Nanjing Night Net

THE late Lucian Freud had a four-word manifesto, URGENT SUBTLE CONCISE ROBUST, scrawled upon his studio wall, but most people’s impressions of him are less exact and combine a challenging stare, thickly painted, confronting nudes, and some vague gossip about how many children he may have fathered.

Not entirely the wrong impression, but not the whole picture, which as Barry Hill shows in this marvellous book, you won’t see unless you look.

Naked Clay is art history, autobiography, existential struggle, all woven through 60 years of Freud’s paintings from 1944 onwards. What does it mean to be naked, to look at, to be looked at, possessed? Can art justify the severity, or tenderness, of such a gaze? These are the questions Hill asks, as the paintings do.

Naked Clay is on one level a classically proportioned art book: a precise and perceptive examination of one man’s oeuvre. The fact that it is conducted entirely through poetry almost escapes notice, even when Hill is working small lyrical wonders on almost every page.

And yet there is only one painting to be seen, on the cover of the book: Girl with White Dog from 1950. ”The girl with the white dog/as still as the door closed behind her/is daydreaming of mice/in a drawer of socks.” Or is she? You can look at the image and decide – if you think it important.

Inside the book it’s all text: readers well acquainted with Freud’s work will read the poems in one way, as will those who choose to go and find the images for each poem on the way through. Reading the paintings as I did without seeing them, with only vague memories and a kind of texture in mind, the poems were nearly always enough.

But then there was Large Interior W9, with Freud’s ailing, depressed mother in a chair, a woman naked in bed behind her: ”If one has been quietly weeping/the other will not have seen./The lover has made a grandmother/of Mother, and Mother might not know./And there, under the chair/is a pestle and mortar/its weight like the spirit of a woman/set down after pounding.” Surely no painting could match that poem, but it did, even on a laptop.

True, Hill says, a little later, with the long central poem In Sight of Death but remember those questions.
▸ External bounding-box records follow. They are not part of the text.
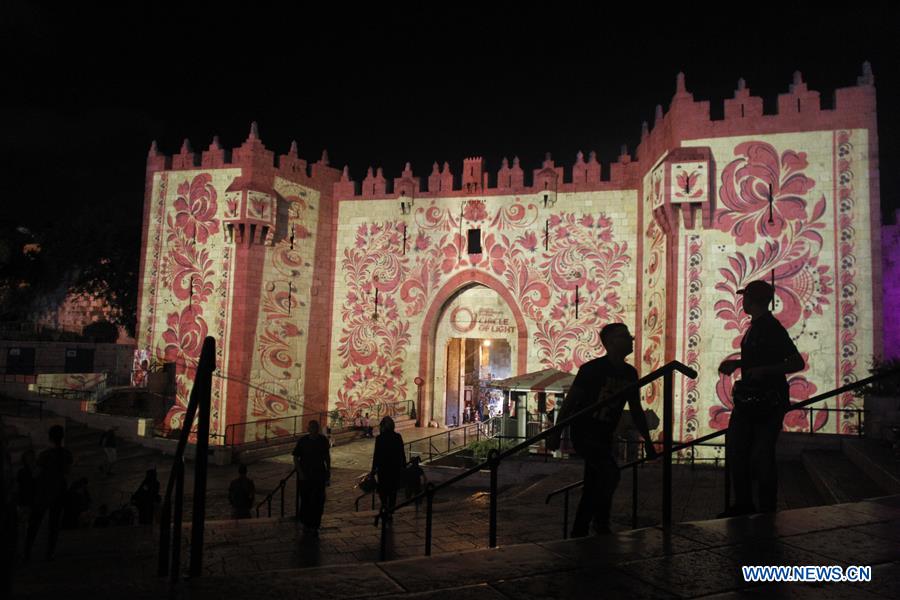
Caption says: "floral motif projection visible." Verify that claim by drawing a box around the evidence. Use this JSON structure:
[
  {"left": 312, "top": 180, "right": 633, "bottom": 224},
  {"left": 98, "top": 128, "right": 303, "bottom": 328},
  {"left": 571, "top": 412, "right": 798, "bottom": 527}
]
[
  {"left": 709, "top": 141, "right": 833, "bottom": 431},
  {"left": 835, "top": 131, "right": 859, "bottom": 433},
  {"left": 147, "top": 173, "right": 229, "bottom": 431},
  {"left": 640, "top": 217, "right": 666, "bottom": 418},
  {"left": 249, "top": 193, "right": 315, "bottom": 428},
  {"left": 336, "top": 198, "right": 631, "bottom": 414}
]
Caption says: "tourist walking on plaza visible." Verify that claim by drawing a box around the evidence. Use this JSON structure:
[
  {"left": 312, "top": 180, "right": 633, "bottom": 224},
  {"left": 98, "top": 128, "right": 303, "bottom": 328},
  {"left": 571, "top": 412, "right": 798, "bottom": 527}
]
[
  {"left": 372, "top": 417, "right": 406, "bottom": 508},
  {"left": 100, "top": 427, "right": 118, "bottom": 475},
  {"left": 293, "top": 421, "right": 331, "bottom": 537},
  {"left": 547, "top": 323, "right": 656, "bottom": 537},
  {"left": 719, "top": 281, "right": 804, "bottom": 517},
  {"left": 131, "top": 465, "right": 161, "bottom": 525},
  {"left": 25, "top": 425, "right": 72, "bottom": 562},
  {"left": 228, "top": 465, "right": 256, "bottom": 519}
]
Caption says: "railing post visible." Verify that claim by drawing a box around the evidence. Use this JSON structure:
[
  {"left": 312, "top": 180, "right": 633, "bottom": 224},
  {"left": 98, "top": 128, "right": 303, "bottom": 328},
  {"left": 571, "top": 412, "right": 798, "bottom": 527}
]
[
  {"left": 663, "top": 369, "right": 674, "bottom": 529},
  {"left": 425, "top": 481, "right": 434, "bottom": 556},
  {"left": 722, "top": 452, "right": 731, "bottom": 510},
  {"left": 488, "top": 450, "right": 500, "bottom": 548},
  {"left": 379, "top": 504, "right": 387, "bottom": 561},
  {"left": 631, "top": 465, "right": 637, "bottom": 529},
  {"left": 188, "top": 337, "right": 216, "bottom": 577},
  {"left": 169, "top": 459, "right": 184, "bottom": 582},
  {"left": 156, "top": 492, "right": 172, "bottom": 577}
]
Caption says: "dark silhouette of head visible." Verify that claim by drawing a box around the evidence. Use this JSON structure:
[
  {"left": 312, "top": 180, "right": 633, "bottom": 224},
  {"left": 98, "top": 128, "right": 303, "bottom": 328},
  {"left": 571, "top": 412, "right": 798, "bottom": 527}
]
[
  {"left": 738, "top": 280, "right": 775, "bottom": 317},
  {"left": 378, "top": 417, "right": 394, "bottom": 433},
  {"left": 600, "top": 323, "right": 634, "bottom": 359},
  {"left": 47, "top": 425, "right": 66, "bottom": 446}
]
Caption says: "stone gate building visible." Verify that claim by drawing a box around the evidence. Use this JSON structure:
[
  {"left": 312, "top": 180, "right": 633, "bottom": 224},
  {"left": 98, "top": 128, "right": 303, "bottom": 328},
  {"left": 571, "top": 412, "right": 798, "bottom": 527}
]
[{"left": 137, "top": 65, "right": 882, "bottom": 448}]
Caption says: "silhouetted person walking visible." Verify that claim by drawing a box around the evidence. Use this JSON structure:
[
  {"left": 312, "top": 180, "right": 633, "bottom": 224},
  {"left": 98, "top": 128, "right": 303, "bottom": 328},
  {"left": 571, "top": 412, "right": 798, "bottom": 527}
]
[
  {"left": 131, "top": 469, "right": 161, "bottom": 525},
  {"left": 60, "top": 477, "right": 91, "bottom": 529},
  {"left": 294, "top": 421, "right": 331, "bottom": 537},
  {"left": 228, "top": 465, "right": 256, "bottom": 519},
  {"left": 25, "top": 425, "right": 72, "bottom": 561},
  {"left": 16, "top": 448, "right": 37, "bottom": 511},
  {"left": 372, "top": 417, "right": 406, "bottom": 508},
  {"left": 719, "top": 281, "right": 804, "bottom": 517},
  {"left": 100, "top": 427, "right": 119, "bottom": 475},
  {"left": 547, "top": 323, "right": 656, "bottom": 537},
  {"left": 0, "top": 419, "right": 19, "bottom": 598}
]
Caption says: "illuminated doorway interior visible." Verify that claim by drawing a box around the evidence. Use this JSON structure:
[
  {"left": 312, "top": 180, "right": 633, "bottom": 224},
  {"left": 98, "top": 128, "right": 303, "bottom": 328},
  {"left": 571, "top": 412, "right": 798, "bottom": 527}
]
[{"left": 445, "top": 338, "right": 512, "bottom": 427}]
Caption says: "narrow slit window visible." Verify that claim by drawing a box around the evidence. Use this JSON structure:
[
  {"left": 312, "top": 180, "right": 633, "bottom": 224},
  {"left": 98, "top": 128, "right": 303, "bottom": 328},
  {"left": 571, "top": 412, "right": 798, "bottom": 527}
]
[{"left": 468, "top": 229, "right": 481, "bottom": 254}]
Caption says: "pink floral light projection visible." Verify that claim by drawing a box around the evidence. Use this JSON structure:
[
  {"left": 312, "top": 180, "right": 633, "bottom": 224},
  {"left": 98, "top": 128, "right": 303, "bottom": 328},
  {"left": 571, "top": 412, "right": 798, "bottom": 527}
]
[
  {"left": 151, "top": 173, "right": 219, "bottom": 428},
  {"left": 709, "top": 141, "right": 834, "bottom": 431},
  {"left": 337, "top": 199, "right": 632, "bottom": 415}
]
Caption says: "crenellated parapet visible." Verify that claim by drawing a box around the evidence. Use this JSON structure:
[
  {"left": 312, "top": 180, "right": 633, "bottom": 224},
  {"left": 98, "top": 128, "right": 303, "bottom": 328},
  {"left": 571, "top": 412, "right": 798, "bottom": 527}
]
[
  {"left": 147, "top": 122, "right": 341, "bottom": 192},
  {"left": 637, "top": 62, "right": 875, "bottom": 170},
  {"left": 334, "top": 151, "right": 640, "bottom": 200}
]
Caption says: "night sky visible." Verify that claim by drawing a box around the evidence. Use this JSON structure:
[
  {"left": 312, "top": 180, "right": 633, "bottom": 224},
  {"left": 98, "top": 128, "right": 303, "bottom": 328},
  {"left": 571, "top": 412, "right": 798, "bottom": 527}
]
[{"left": 0, "top": 2, "right": 900, "bottom": 243}]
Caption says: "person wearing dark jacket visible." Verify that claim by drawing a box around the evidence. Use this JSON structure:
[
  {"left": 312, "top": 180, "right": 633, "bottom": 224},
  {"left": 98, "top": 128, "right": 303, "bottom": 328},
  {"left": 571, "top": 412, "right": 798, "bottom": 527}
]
[
  {"left": 719, "top": 281, "right": 805, "bottom": 518},
  {"left": 293, "top": 421, "right": 331, "bottom": 537},
  {"left": 25, "top": 425, "right": 73, "bottom": 562},
  {"left": 547, "top": 323, "right": 656, "bottom": 537},
  {"left": 372, "top": 417, "right": 406, "bottom": 508},
  {"left": 131, "top": 469, "right": 161, "bottom": 525},
  {"left": 228, "top": 465, "right": 256, "bottom": 519}
]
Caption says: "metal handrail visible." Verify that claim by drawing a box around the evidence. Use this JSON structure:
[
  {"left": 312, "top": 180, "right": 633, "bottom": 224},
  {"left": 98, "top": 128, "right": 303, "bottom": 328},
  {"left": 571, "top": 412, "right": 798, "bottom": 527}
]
[
  {"left": 157, "top": 337, "right": 216, "bottom": 582},
  {"left": 404, "top": 416, "right": 503, "bottom": 462},
  {"left": 224, "top": 400, "right": 415, "bottom": 447},
  {"left": 375, "top": 361, "right": 697, "bottom": 560},
  {"left": 256, "top": 467, "right": 300, "bottom": 518},
  {"left": 544, "top": 369, "right": 900, "bottom": 538},
  {"left": 0, "top": 398, "right": 46, "bottom": 421}
]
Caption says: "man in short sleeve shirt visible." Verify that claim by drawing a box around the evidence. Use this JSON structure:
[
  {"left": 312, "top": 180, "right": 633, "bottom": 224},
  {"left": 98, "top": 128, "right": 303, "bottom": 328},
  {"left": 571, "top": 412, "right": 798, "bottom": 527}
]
[
  {"left": 547, "top": 323, "right": 656, "bottom": 537},
  {"left": 719, "top": 281, "right": 804, "bottom": 517}
]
Have you really thought them through? And he then does exactly that, allowing neither Freud, nor himself, nor us, to avoid the issue or displace it with mere aesthetics.

Hill wrestles for 20 pages with the body, real and painted, with art and with poetry’s presumption to interrogate and explain it, and with his mortal self. There’s a kind of exhaustion at the end, and while the answers aren’t any closer, the parties somehow agree to differ.

After this the book relents, seems almost to sigh, ending with a tribute to the poet’s parents that is half mea culpa, half love song. After a long journey to London and back and through the years, the poetry settles, is somehow more accepting and resigned: ”the body becomes subject to fact/or settles into being/a constellation of resentment, grief, memories struck dumb … The best a poem can do/is keep scrubbing itself clean/withstand the furnace, refuse the insipid.”

Hill has honoured Freud’s scrawled manifesto to the letter in this urgent, subtle, concise and robust book.